ところが『蝶々夫人』は「今回が初めてです」とは意外だ。

「2006年にデビューした当初は欧米各地からこの役のオファーが来ていたのですが、自分も若かったですし、蝶々さんを歌う前に他に歌いたい役もあったので……。でも数年前、〈そろそろ蝶々さんを〉と思う時期が来て、歌の先生と相談しながら、今までやってきたことにひと区切りをつけながら新しいレパートリーへ……と考え、蝶々さんを歌う機会を探していたのです」

「いろいろな役の中でも〈自然に演じることのできる役〉があって、蝶々さんはそれですね」と頷く。

「今まで演じた中でも、その役の、さまざまな状況での感情やリアクションを追究したのは『椿姫』。
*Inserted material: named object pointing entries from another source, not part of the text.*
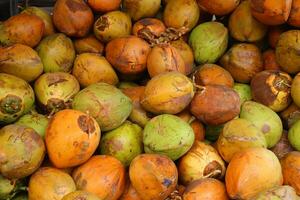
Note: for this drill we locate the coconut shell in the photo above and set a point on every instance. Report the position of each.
(91, 68)
(207, 188)
(290, 168)
(21, 61)
(73, 17)
(201, 161)
(272, 88)
(46, 181)
(175, 95)
(211, 74)
(218, 7)
(287, 54)
(164, 58)
(243, 61)
(252, 171)
(22, 28)
(128, 54)
(153, 176)
(106, 180)
(22, 151)
(271, 12)
(215, 104)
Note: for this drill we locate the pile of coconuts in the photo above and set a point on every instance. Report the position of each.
(151, 100)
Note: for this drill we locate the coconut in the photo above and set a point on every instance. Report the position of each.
(124, 142)
(201, 161)
(287, 51)
(264, 119)
(16, 98)
(181, 13)
(168, 135)
(21, 61)
(22, 151)
(138, 9)
(35, 121)
(272, 88)
(252, 171)
(112, 25)
(169, 93)
(57, 53)
(73, 17)
(107, 104)
(243, 26)
(200, 39)
(23, 29)
(153, 176)
(237, 135)
(90, 68)
(54, 91)
(243, 61)
(44, 16)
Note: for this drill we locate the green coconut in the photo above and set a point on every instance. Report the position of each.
(54, 91)
(294, 135)
(21, 61)
(35, 121)
(106, 103)
(244, 91)
(124, 142)
(168, 135)
(16, 98)
(265, 119)
(209, 42)
(57, 53)
(239, 134)
(284, 192)
(22, 151)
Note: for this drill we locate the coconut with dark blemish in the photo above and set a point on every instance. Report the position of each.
(239, 134)
(57, 53)
(209, 42)
(243, 61)
(138, 9)
(112, 25)
(21, 61)
(124, 142)
(265, 119)
(272, 88)
(22, 151)
(206, 188)
(128, 55)
(201, 161)
(73, 17)
(215, 104)
(88, 44)
(288, 51)
(71, 138)
(106, 179)
(168, 135)
(284, 192)
(170, 93)
(36, 121)
(153, 176)
(80, 195)
(181, 13)
(16, 98)
(54, 91)
(138, 114)
(23, 29)
(50, 182)
(106, 103)
(164, 58)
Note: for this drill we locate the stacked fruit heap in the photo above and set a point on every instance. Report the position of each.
(151, 100)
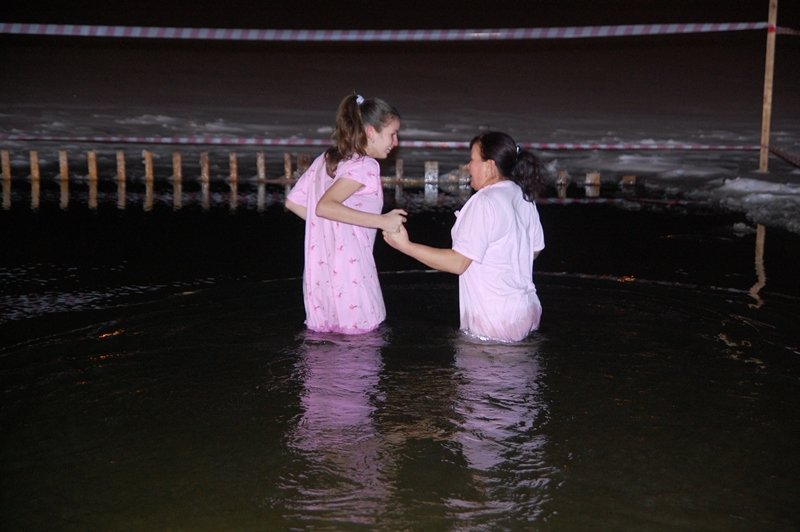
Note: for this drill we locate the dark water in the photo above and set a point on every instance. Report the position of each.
(156, 375)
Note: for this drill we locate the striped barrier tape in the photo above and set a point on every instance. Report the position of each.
(287, 35)
(437, 144)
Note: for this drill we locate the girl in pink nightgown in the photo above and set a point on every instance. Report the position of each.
(496, 237)
(340, 197)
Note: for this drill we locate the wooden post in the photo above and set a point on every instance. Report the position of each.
(431, 181)
(287, 166)
(233, 164)
(5, 164)
(63, 165)
(204, 180)
(148, 166)
(766, 112)
(91, 161)
(64, 179)
(120, 180)
(34, 157)
(121, 166)
(398, 181)
(177, 170)
(177, 181)
(592, 184)
(6, 193)
(261, 169)
(761, 276)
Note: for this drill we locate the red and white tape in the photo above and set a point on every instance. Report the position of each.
(437, 144)
(286, 35)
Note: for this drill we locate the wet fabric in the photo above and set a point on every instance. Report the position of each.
(341, 291)
(500, 232)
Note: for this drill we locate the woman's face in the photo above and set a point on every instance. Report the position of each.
(481, 172)
(381, 143)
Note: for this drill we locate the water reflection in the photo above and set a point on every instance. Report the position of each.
(335, 436)
(380, 438)
(501, 431)
(761, 275)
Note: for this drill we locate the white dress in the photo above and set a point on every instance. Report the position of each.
(500, 232)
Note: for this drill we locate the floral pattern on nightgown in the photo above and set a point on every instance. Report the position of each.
(341, 291)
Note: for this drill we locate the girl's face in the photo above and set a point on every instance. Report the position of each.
(381, 143)
(482, 173)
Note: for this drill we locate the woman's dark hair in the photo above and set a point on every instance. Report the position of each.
(349, 137)
(520, 166)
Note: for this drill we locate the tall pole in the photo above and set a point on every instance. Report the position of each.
(766, 114)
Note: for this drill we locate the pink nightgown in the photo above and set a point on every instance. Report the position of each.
(500, 232)
(341, 291)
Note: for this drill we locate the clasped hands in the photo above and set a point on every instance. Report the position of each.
(397, 235)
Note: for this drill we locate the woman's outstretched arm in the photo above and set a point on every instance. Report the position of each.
(442, 259)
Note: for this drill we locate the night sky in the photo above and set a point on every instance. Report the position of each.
(372, 14)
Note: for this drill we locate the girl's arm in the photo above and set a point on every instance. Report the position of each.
(442, 259)
(296, 208)
(331, 206)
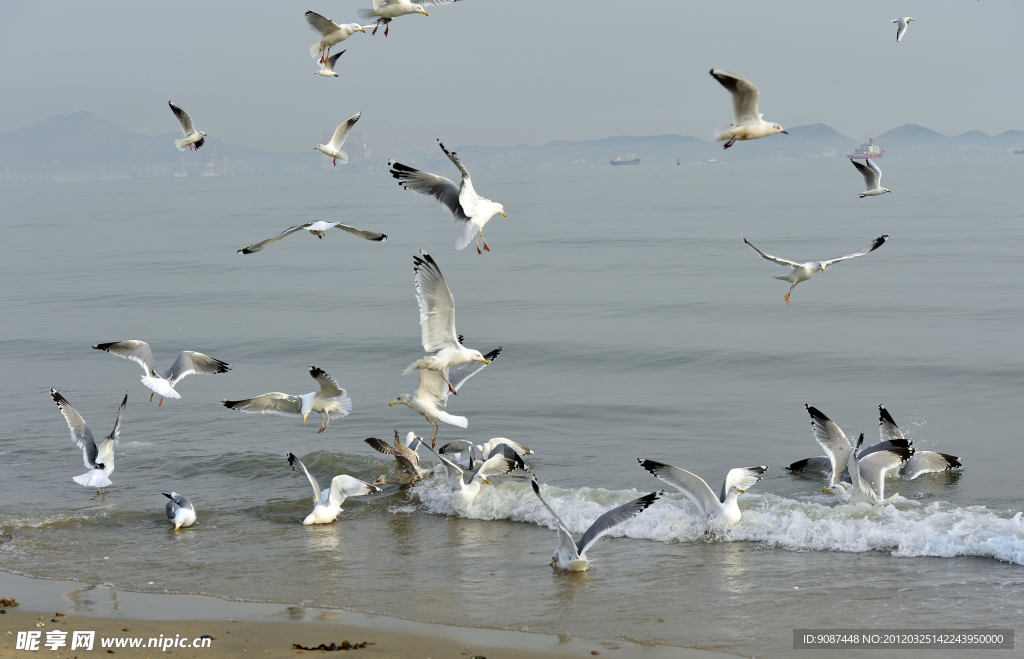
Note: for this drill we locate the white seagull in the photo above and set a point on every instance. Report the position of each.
(804, 271)
(872, 178)
(466, 492)
(431, 396)
(386, 10)
(468, 208)
(571, 555)
(333, 148)
(163, 383)
(407, 459)
(327, 502)
(333, 34)
(921, 462)
(99, 458)
(748, 122)
(179, 510)
(719, 507)
(867, 473)
(901, 25)
(438, 335)
(318, 229)
(328, 70)
(330, 402)
(193, 138)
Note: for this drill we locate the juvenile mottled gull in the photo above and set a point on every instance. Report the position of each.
(99, 458)
(571, 555)
(331, 401)
(163, 382)
(722, 507)
(804, 271)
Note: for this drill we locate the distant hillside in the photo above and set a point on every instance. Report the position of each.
(83, 145)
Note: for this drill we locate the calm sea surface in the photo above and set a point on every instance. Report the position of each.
(635, 322)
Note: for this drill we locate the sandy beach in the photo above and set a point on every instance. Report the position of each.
(245, 629)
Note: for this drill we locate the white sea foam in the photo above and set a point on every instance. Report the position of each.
(904, 529)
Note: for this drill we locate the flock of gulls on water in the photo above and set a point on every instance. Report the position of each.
(854, 473)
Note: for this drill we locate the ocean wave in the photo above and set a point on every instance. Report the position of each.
(904, 528)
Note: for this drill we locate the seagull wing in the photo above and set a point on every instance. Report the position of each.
(744, 96)
(773, 259)
(833, 439)
(186, 126)
(321, 24)
(262, 245)
(436, 305)
(329, 386)
(433, 185)
(271, 403)
(189, 362)
(564, 537)
(370, 235)
(80, 433)
(293, 460)
(459, 375)
(613, 518)
(870, 247)
(694, 487)
(137, 351)
(341, 132)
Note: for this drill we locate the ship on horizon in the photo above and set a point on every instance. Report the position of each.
(867, 149)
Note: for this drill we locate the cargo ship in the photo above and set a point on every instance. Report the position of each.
(867, 149)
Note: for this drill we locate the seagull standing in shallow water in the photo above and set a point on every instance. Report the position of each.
(804, 271)
(748, 122)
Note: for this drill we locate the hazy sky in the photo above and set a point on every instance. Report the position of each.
(510, 72)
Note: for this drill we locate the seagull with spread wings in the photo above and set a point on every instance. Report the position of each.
(748, 122)
(469, 209)
(719, 507)
(333, 34)
(571, 555)
(194, 139)
(330, 402)
(430, 397)
(163, 382)
(327, 502)
(98, 457)
(804, 271)
(872, 178)
(333, 148)
(318, 229)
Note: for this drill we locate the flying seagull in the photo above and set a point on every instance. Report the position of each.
(431, 396)
(99, 458)
(440, 341)
(386, 10)
(333, 34)
(571, 555)
(333, 148)
(330, 402)
(318, 229)
(469, 209)
(748, 122)
(327, 503)
(901, 26)
(872, 178)
(922, 462)
(804, 271)
(407, 459)
(720, 507)
(193, 138)
(163, 382)
(179, 510)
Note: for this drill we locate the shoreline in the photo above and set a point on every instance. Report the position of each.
(265, 629)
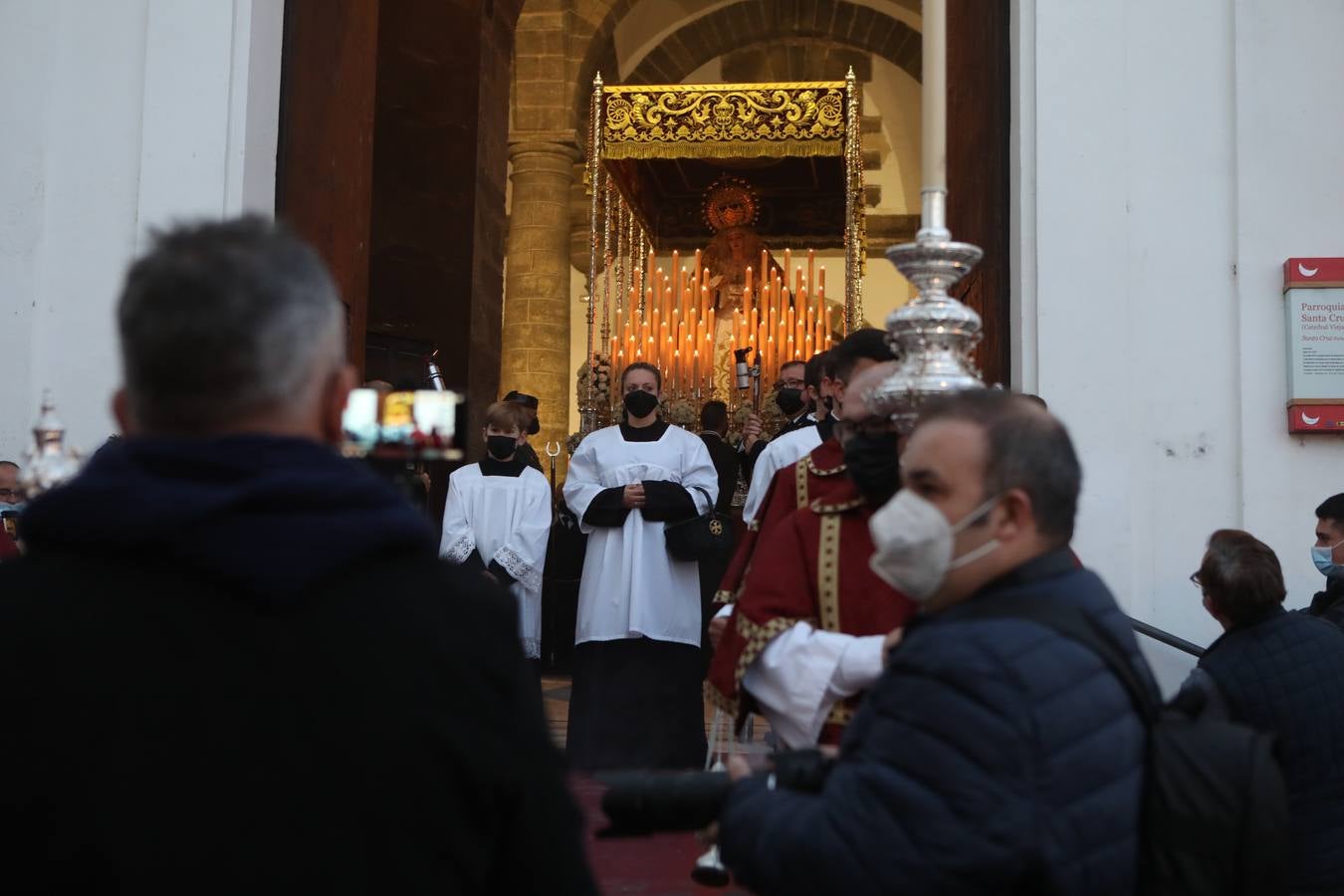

逆に自分の中からわき出てくる感じがしたのはツェルビネッタやゾフィー。これは私の性格に拠るのかも知れませんが、蝶々さんも、どの場面(シーン)でもその在り様について迷いがあまりないんです」

プッチーニのオペラでも

「『トゥーランドット』と『蝶々夫人』は大好きなオペラでよく観に行きますが、一幕の蝶々さんが登場するシーンでもう泣けてくるんです。しかし蝶々さんは日本的ではない激しさ・強さも持ち合わせていると思います。私は長く海外に住んでいますが、自分の中の日本、欧米文化の影響を受けている自分……それらが混在しているからこそ、欧米人から見た日本、そして彼らが作りあげた日本人女性である蝶々さんに親近感を覚えるのかも……」

これまで『蝶々夫人』について教えを受けた先生はすべて「海外のかたでした」という森谷だから、作品に対してフラットに入れるのかも知れない。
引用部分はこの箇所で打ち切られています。